O cajazeirismo vai se impondo
como a doença senil do lulismo. Figuras públicas até outro dia respeitáveis por
seu espírito livre e por sua inteligência ferina vão se rendendo ao silêncio
que faz corar os mais ferrenhos adversários. Seria cômico se não fosse
melancólico.
O Odorico da ficção errava na
ética e na gramática (era dado a expressões como “talqualmente” e
“emborasmente”, além de “apenasmente”, evidentemente), mas tudo na maior
empáfia, com empolação e galanteios. Demagogo e autoritário (pois servia de
sátira contra o regime militar), fazia da pose o critério da verdade e da
moral. Quando precisava acobertar suas trapalhadas, tinha até um assessor de
nome Dirceu, o Dirceuzinho Borboleta, borboleteante demais para se prestar a
qualquer semelhança com personagens dos tempos presentes.

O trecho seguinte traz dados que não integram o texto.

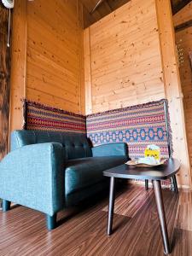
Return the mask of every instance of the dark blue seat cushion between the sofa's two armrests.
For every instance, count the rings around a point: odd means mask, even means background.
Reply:
[[[65,169],[65,195],[102,181],[102,172],[126,162],[126,156],[100,156],[68,160]]]

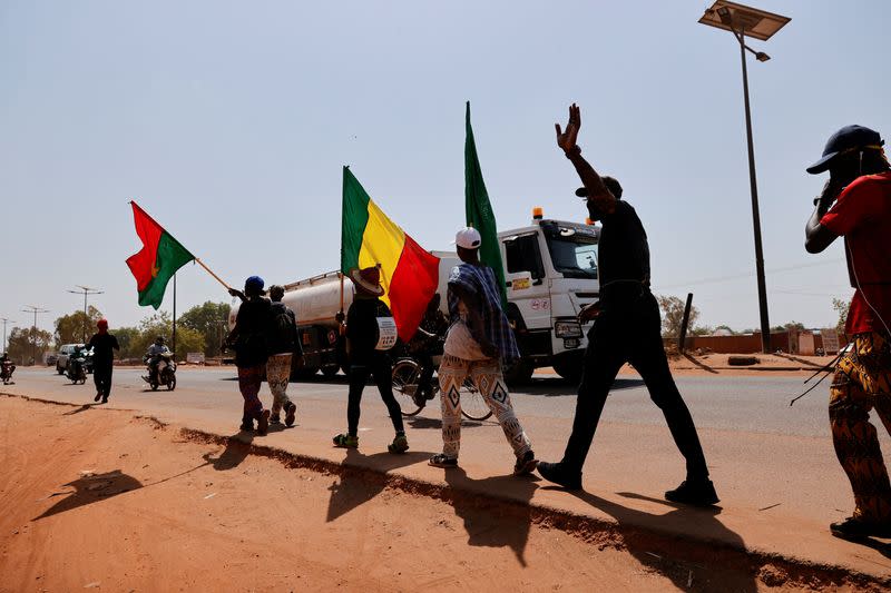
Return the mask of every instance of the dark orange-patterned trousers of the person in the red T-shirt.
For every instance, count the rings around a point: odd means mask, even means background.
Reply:
[[[891,520],[891,484],[869,422],[875,408],[891,433],[891,347],[881,334],[858,334],[835,367],[830,388],[829,418],[835,455],[854,491],[854,517]]]

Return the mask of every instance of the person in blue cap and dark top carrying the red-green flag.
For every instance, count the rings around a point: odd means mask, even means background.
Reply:
[[[244,397],[241,428],[251,432],[254,429],[254,421],[257,421],[258,435],[265,435],[270,428],[270,411],[264,409],[260,401],[260,387],[268,356],[266,329],[270,302],[263,297],[263,286],[264,281],[260,276],[251,276],[245,280],[245,300],[238,307],[235,327],[226,336],[226,344],[234,345],[235,348],[238,389]]]

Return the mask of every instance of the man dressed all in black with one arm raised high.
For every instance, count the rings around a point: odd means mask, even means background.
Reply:
[[[649,246],[634,208],[621,201],[621,186],[600,177],[581,157],[576,144],[581,127],[579,108],[569,108],[566,131],[557,125],[557,146],[576,167],[591,220],[600,220],[600,302],[582,309],[579,319],[594,319],[588,332],[585,368],[576,401],[572,434],[559,463],[538,464],[538,472],[568,490],[581,488],[581,466],[591,446],[600,413],[619,368],[627,362],[644,378],[649,396],[659,406],[672,436],[687,462],[687,478],[665,493],[668,501],[709,505],[718,502],[699,437],[677,391],[663,348],[659,306],[649,291]]]

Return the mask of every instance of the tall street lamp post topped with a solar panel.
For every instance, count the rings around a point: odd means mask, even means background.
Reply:
[[[755,176],[755,148],[752,140],[752,112],[748,103],[748,71],[746,69],[745,52],[750,51],[760,62],[771,59],[763,51],[755,51],[745,45],[745,38],[751,37],[766,41],[782,29],[790,20],[773,12],[757,8],[717,0],[705,11],[699,22],[717,29],[731,31],[740,42],[740,56],[743,61],[743,99],[745,103],[745,135],[748,145],[748,184],[752,194],[752,226],[755,235],[755,268],[758,283],[758,313],[761,316],[761,349],[771,352],[771,324],[767,316],[767,287],[764,278],[764,249],[761,241],[761,215],[758,213],[758,187]]]

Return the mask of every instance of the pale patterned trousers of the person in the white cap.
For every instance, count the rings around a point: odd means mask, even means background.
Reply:
[[[439,387],[442,397],[442,453],[458,458],[461,448],[461,385],[470,376],[480,391],[486,405],[492,411],[505,436],[513,447],[513,454],[521,458],[532,449],[529,438],[513,414],[510,394],[501,375],[501,363],[486,360],[464,360],[448,354],[439,367]]]

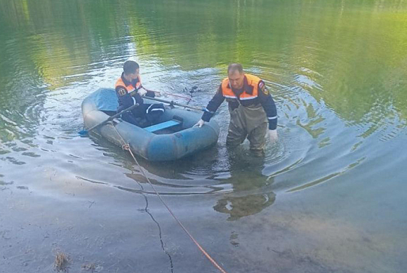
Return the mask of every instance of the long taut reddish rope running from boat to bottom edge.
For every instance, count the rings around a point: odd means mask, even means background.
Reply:
[[[140,172],[142,173],[142,176],[145,177],[145,179],[147,180],[147,182],[149,183],[150,187],[152,187],[152,189],[154,190],[154,193],[156,194],[157,197],[159,197],[160,201],[162,204],[164,204],[164,206],[167,208],[168,212],[171,214],[171,216],[173,216],[173,218],[175,219],[176,222],[178,222],[178,225],[180,225],[180,227],[184,230],[185,233],[187,233],[189,239],[191,239],[194,244],[198,247],[199,251],[201,251],[205,257],[217,268],[219,269],[220,272],[222,273],[227,273],[225,271],[225,269],[223,269],[222,267],[220,267],[220,265],[218,265],[218,262],[216,262],[215,260],[213,260],[213,258],[211,257],[211,255],[209,255],[205,249],[198,243],[198,241],[196,241],[196,239],[192,236],[192,234],[190,234],[187,230],[186,227],[184,227],[184,225],[182,225],[182,222],[180,220],[178,220],[178,218],[175,216],[175,214],[173,213],[173,211],[171,211],[171,208],[166,204],[166,202],[164,201],[164,199],[161,198],[161,195],[159,194],[159,192],[157,192],[157,190],[155,189],[155,187],[152,185],[152,182],[149,180],[149,178],[147,177],[147,175],[145,175],[145,172],[143,171],[142,167],[140,166],[140,164],[138,164],[138,160],[135,158],[133,152],[130,149],[130,145],[129,143],[127,143],[124,138],[121,136],[121,134],[119,133],[119,131],[117,130],[116,126],[114,124],[112,124],[114,130],[116,131],[117,135],[119,135],[119,137],[121,138],[121,141],[123,142],[123,144],[121,145],[121,149],[123,150],[127,150],[128,152],[130,152],[131,157],[133,157],[135,163],[137,164]]]

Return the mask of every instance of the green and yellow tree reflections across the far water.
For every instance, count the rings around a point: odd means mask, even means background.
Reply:
[[[184,70],[262,67],[255,74],[301,86],[356,124],[407,119],[405,1],[325,2],[0,0],[0,51],[13,56],[0,63],[0,83],[25,64],[53,90],[135,48],[141,60]]]

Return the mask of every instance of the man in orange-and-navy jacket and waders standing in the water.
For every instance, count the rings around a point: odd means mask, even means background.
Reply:
[[[227,78],[222,81],[195,126],[201,128],[208,122],[225,99],[229,102],[230,112],[226,144],[240,145],[248,138],[251,151],[264,154],[265,136],[269,136],[271,143],[278,139],[276,105],[264,81],[245,74],[240,64],[229,65]]]

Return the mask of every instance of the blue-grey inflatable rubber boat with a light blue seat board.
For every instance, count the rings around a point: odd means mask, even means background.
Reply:
[[[154,101],[145,99],[145,103]],[[116,114],[117,106],[114,89],[98,89],[82,102],[84,126],[91,128],[105,121]],[[218,142],[219,126],[216,121],[212,119],[201,128],[192,127],[199,119],[201,113],[168,106],[159,123],[147,128],[114,119],[95,128],[93,133],[121,146],[124,143],[119,132],[131,150],[140,157],[149,161],[170,161],[187,157]]]

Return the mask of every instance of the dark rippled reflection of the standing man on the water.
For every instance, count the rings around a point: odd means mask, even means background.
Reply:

Odorico, em dupla com
Dirceu Borboleta, encarnava a esculhambação em feitio de realismo fantástico.
Bendita esculhambação. Desclassificado e vaidoso, demagogo e ignaro, fez muito
bem aos telespectadores dos anos 1970: ajudou-os a rir dos opressores.

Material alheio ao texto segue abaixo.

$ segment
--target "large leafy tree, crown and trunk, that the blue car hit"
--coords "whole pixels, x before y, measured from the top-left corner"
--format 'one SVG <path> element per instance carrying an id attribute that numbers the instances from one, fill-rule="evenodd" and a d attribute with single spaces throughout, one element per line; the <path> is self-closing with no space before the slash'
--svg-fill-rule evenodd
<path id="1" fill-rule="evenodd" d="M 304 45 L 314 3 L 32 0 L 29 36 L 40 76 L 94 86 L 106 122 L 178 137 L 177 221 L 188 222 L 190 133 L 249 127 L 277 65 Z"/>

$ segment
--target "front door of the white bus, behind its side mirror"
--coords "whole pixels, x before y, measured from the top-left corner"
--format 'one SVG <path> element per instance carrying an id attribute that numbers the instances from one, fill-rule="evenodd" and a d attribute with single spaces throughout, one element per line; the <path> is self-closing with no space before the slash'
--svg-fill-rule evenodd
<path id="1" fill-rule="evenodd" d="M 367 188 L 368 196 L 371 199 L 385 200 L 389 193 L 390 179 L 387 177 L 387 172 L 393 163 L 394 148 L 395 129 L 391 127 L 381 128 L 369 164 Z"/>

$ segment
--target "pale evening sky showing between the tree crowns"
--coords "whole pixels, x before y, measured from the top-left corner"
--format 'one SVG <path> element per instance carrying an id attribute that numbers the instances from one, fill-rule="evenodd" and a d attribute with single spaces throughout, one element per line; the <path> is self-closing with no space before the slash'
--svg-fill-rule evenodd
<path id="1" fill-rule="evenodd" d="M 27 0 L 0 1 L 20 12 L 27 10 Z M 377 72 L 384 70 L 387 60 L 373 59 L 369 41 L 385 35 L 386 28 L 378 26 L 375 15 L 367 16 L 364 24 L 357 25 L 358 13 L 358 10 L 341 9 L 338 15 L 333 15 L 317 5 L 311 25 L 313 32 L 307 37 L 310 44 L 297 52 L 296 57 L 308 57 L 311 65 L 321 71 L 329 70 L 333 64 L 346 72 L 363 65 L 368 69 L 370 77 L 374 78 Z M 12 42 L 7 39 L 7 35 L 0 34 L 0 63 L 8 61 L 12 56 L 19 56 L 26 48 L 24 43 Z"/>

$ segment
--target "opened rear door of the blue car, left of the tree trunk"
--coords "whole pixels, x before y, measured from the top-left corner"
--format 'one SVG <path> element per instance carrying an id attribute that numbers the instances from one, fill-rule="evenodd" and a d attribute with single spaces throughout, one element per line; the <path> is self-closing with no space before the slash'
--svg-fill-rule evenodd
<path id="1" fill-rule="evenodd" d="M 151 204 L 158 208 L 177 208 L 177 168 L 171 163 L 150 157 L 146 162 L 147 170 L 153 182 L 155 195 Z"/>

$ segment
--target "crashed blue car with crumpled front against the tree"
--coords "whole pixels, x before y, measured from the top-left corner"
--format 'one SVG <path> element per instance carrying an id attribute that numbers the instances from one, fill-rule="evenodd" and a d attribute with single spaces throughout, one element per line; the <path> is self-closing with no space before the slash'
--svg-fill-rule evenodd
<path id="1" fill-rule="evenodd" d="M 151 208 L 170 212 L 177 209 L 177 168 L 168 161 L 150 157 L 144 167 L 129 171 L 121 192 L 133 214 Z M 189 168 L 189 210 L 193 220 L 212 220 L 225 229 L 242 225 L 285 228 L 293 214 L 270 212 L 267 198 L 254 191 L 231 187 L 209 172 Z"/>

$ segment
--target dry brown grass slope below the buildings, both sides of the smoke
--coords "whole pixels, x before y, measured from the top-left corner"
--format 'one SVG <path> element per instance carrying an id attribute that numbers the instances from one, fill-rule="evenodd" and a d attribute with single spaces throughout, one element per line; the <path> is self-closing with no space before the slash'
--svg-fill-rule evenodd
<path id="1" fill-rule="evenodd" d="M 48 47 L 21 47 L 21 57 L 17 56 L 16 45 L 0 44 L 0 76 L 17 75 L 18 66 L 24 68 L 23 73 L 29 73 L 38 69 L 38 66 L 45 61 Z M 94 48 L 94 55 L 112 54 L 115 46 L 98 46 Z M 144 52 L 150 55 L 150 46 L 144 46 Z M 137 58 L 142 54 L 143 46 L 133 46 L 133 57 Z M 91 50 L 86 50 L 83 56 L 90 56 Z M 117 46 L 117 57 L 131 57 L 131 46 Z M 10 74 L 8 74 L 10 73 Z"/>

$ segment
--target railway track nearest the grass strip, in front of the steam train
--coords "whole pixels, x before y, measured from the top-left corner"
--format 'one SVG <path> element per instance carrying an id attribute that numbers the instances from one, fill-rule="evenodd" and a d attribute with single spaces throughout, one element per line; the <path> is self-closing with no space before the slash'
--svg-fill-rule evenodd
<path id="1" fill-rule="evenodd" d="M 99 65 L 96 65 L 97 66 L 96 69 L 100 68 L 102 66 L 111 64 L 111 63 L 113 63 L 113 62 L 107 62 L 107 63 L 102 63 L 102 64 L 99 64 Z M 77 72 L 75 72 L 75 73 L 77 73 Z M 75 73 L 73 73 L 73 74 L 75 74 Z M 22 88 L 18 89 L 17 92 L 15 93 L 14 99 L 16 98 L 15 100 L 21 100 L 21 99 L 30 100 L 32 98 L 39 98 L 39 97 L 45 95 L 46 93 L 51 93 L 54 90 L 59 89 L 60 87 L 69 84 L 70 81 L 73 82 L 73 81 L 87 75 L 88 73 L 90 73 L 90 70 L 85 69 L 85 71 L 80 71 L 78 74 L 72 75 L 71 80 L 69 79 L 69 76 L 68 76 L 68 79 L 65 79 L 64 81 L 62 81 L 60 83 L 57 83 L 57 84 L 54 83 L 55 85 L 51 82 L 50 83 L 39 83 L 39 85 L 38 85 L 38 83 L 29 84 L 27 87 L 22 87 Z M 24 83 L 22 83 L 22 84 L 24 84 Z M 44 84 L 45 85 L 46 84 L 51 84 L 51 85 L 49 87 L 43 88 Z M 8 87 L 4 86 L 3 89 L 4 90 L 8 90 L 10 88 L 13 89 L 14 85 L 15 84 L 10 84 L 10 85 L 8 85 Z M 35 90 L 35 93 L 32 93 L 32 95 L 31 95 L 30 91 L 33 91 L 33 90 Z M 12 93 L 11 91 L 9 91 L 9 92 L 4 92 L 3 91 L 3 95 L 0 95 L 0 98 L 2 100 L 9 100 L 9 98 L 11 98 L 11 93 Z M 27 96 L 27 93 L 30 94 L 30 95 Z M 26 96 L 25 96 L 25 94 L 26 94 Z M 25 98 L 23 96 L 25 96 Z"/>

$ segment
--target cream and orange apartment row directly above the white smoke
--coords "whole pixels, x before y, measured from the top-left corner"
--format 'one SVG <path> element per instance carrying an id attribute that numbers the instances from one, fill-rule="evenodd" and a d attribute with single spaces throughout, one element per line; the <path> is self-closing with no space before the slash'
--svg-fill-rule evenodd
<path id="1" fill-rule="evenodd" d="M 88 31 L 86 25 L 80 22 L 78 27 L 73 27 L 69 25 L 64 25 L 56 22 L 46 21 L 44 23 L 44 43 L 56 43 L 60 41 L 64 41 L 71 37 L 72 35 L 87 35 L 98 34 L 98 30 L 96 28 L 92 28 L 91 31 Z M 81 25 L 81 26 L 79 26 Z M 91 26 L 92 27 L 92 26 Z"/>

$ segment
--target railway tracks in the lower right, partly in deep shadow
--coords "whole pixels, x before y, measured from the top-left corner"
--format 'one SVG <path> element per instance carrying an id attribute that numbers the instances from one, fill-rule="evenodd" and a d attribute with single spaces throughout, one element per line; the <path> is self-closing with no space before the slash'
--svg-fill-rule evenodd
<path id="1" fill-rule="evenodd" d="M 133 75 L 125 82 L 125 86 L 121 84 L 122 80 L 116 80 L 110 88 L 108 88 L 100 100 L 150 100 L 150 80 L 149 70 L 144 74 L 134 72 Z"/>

Agora, a cena é distinta. Não
há mais ditadura militar no país. Hoje, a assombração de Odorico retorna para
zombar não mais de um tirano, mas de um formidável expoente do período
democrático, seqüestrado pelo culto à personalidade. O Lula real é muito, mas
muito superior à adulação alienante que o sufoca. De líder metalúrgico a
presidente da República, deixou uma obra que, em grande parte, orgulha todos os
brasileiros. Teria tudo para enfrentar com grandeza as denúncias que dele se
aproximam, sobretudo as mais recentes. Em vez disso, prefere se refugiar no
mito de si próprio, um mito que, convenhamos, além de precocemente instalado, é
oco.
Lula, abduzido pelo
cajazeirismo, dá sinais de fraqueza. Quanto às irmãs Cajazeiras, que fizeram o
Brasil se dobrar de rir, talvez ainda façam o PT chorar.